This weekend we took a road trip to South Carolina for a wedding. The wedding was pretty much in the middle of No-Whereville. I did some googling and found an awesome website Roadside America. This website has mapped all the little weird, unique, and interesting things around America. There are markers for Civil War monuments or battle grounds, Muffler Men, and even a Tupak statue. Awesome! I am not sure it is 100% kid friendly, so check it out if your creative gears are going like mine were about how I could incorporate this into my classroom. (I was thinking Google Maps plus Roadside America attractions, and measuring distance.) But I didn't have time to think it through all the way, because I had to go to this wedding, so I filed it in my "ideas to go back to" log.
On the way to the wedding we stopped by The Bruce Weiner Microcar Museum. WOW! It was fantastic, and I am not even a car-enthusiast. Vinny was in love. He took 430 pictures in the 45 minutes we were there. Every time I turned around I heard another, "Wow!" It was pretty neat. The microcars are tiny. How in the world did they fit in the cars!?

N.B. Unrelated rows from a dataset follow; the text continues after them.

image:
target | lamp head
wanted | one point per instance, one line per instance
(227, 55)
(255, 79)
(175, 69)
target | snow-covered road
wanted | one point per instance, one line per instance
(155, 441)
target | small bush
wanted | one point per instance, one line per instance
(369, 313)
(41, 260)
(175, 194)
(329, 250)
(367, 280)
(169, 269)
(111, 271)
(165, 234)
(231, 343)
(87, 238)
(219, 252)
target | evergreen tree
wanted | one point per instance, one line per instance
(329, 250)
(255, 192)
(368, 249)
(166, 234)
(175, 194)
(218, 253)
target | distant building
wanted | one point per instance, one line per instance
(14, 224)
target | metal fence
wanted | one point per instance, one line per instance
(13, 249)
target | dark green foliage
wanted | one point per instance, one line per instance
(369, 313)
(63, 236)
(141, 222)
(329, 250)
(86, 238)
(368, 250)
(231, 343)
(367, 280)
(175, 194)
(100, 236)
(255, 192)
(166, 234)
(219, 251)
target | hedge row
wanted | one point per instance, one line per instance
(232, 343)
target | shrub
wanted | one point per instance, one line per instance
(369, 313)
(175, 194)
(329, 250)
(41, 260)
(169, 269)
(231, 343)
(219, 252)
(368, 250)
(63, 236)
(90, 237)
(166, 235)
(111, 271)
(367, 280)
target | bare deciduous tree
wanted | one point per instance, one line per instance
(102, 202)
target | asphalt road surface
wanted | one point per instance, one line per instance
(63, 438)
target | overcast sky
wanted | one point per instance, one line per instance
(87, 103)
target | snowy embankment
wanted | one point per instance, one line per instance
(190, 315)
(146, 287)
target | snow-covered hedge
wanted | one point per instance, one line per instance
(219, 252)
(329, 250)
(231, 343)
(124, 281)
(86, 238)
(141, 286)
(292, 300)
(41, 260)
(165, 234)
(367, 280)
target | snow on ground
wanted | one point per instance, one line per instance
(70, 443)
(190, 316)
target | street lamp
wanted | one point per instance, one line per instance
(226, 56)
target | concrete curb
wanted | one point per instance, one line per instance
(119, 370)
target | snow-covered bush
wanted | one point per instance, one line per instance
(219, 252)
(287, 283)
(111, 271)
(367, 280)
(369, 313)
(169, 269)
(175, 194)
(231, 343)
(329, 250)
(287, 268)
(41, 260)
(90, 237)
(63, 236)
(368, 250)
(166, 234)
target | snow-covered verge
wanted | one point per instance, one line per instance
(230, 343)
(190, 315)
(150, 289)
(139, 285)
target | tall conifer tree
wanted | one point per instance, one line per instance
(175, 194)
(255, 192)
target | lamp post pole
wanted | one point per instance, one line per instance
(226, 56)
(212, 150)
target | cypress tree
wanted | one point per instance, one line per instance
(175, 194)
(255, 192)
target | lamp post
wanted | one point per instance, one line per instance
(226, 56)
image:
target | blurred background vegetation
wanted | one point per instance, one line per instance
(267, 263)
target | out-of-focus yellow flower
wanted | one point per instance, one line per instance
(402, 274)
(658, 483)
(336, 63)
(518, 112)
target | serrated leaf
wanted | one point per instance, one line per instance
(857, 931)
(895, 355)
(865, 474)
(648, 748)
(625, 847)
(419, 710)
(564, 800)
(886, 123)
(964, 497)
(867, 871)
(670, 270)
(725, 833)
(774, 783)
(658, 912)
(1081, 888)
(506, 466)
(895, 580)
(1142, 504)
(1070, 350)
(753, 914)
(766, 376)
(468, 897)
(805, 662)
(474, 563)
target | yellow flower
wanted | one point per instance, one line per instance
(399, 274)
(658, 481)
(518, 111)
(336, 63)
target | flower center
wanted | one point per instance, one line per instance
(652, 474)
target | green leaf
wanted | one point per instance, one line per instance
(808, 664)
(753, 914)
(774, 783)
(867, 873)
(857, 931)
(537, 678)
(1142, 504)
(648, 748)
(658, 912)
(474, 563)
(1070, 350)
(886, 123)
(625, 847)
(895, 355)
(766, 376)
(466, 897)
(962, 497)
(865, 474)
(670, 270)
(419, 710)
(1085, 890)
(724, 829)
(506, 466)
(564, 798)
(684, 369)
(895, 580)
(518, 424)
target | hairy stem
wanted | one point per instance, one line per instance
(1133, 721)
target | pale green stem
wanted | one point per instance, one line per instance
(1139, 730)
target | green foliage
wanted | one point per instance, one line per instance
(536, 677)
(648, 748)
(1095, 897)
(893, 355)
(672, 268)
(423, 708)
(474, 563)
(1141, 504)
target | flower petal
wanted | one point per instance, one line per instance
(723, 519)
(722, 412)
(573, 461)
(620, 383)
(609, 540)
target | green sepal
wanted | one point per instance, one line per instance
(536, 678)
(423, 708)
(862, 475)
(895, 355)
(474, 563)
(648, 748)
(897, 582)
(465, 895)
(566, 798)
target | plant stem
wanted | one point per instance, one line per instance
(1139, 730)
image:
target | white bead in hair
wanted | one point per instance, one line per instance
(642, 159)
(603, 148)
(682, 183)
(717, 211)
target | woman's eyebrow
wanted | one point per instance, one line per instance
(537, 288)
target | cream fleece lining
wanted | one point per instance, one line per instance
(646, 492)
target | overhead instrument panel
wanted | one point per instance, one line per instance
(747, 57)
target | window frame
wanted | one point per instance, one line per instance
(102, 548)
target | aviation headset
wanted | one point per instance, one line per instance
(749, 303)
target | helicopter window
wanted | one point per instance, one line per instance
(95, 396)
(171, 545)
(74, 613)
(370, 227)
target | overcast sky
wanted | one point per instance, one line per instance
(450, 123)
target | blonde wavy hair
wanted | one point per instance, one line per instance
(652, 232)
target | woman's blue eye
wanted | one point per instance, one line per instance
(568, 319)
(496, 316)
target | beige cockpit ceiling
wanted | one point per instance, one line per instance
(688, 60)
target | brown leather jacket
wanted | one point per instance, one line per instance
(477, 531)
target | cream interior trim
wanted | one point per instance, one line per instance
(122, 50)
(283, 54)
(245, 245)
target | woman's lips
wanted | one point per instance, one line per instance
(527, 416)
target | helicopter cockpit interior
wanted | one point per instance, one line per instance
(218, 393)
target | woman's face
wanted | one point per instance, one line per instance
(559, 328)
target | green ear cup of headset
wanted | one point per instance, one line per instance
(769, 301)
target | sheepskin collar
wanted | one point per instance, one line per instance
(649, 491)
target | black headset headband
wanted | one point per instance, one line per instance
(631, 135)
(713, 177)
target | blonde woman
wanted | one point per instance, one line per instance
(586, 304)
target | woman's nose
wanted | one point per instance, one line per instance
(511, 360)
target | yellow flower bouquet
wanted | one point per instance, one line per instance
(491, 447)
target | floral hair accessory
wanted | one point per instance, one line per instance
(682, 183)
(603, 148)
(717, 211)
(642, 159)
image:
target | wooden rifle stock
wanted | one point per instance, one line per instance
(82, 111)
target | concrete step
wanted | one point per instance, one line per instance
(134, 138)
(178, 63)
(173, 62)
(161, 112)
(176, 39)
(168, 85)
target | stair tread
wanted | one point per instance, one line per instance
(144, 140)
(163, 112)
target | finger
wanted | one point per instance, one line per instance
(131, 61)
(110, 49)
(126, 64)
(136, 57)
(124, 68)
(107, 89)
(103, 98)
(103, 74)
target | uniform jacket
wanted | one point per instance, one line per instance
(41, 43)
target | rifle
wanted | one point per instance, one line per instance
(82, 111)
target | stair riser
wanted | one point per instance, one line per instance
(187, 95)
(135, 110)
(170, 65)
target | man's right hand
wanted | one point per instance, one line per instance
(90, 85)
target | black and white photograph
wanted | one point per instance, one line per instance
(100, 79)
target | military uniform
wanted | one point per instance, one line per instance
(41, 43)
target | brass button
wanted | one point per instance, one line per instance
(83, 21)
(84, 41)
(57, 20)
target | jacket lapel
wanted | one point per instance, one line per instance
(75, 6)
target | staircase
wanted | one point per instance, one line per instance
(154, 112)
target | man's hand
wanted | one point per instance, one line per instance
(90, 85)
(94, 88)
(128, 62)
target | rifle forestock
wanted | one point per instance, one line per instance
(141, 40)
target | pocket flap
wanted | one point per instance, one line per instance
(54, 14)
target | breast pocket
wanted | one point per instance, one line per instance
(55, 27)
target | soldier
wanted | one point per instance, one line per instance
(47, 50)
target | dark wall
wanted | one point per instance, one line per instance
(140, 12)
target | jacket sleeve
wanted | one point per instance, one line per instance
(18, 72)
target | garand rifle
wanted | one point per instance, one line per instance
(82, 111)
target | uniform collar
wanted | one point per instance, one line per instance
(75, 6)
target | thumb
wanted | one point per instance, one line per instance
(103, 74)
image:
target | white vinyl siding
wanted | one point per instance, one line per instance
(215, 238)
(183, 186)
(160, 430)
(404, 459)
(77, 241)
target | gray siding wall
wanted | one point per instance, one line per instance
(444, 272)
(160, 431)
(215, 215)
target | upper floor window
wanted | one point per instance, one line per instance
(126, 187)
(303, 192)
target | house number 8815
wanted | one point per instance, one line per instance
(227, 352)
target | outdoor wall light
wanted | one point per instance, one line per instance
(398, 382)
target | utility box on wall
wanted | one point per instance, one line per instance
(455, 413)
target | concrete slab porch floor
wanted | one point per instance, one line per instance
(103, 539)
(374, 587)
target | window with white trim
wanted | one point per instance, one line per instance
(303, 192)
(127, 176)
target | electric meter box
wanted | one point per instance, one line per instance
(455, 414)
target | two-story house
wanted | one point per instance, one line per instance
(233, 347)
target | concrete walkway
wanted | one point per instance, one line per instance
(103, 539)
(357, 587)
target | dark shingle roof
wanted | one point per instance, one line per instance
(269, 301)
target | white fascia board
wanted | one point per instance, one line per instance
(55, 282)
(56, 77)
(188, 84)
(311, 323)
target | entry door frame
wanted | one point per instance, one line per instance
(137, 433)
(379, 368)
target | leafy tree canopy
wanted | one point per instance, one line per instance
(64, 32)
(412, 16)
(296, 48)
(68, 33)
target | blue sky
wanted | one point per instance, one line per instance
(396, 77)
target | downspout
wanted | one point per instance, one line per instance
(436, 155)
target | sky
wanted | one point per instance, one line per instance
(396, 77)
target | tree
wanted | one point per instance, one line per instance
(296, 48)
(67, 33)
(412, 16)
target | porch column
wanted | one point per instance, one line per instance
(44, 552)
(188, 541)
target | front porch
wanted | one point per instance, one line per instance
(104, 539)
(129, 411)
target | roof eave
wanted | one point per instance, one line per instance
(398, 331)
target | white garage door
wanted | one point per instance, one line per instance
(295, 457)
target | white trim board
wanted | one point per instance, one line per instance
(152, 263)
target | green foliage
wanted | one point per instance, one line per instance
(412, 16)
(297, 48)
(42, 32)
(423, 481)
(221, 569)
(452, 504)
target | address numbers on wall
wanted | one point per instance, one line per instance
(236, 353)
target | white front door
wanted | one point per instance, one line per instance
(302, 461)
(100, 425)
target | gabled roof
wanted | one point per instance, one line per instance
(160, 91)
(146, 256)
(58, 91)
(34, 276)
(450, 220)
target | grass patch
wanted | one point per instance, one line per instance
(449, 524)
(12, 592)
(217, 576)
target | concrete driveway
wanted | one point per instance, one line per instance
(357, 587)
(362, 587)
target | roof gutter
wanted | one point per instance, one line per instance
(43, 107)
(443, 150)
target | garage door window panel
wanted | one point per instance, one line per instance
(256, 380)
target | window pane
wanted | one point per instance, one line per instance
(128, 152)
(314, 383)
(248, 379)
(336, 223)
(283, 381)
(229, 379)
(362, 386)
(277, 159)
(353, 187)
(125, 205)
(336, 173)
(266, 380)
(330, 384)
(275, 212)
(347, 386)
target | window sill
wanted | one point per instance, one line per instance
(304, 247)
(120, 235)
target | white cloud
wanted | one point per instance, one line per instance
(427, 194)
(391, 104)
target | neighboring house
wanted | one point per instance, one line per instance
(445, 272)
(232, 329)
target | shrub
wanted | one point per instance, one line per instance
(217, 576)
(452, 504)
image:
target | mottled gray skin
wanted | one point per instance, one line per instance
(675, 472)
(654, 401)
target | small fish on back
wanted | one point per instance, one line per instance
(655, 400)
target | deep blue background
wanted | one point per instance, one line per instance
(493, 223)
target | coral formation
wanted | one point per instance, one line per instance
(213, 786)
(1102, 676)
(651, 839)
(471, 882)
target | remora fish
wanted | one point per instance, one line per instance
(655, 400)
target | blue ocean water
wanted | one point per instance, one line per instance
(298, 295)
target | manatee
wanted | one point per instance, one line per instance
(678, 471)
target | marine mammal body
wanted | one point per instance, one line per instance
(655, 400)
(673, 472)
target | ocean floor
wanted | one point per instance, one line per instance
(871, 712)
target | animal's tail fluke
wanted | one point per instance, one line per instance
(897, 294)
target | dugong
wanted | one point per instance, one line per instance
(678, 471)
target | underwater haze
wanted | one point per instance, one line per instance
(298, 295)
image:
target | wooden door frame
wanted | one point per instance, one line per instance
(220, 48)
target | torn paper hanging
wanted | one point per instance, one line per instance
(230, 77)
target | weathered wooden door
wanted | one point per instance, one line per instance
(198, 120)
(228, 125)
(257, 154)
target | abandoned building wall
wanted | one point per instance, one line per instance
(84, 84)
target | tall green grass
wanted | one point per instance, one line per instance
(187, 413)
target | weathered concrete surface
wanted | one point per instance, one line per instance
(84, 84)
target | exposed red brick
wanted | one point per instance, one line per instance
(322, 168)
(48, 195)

Of course I came up with a teaching idea there, because that's what I am good at :) My thinking was towards 5th grade and World War II. There is a section of cars that were built during WWII and after WWII. I had a few boys last year who LOVED cars. I mean everything was about cars. The idea is they make a dual timeline of WWII beginning a little before 1939 when Hitler began to gain power. They chart the major events on one side of the timeline. On the other side of the timeline they would research when German cars were being made and introduced. They should notice that few cars were being made towards the end of WWII when the Axis Powers began to fall. Then again after WWII was finished and the economy/people began to recover the cars start being produced again.
The timeline would bring in student interests but also allow students to examine the affects of war on an economy.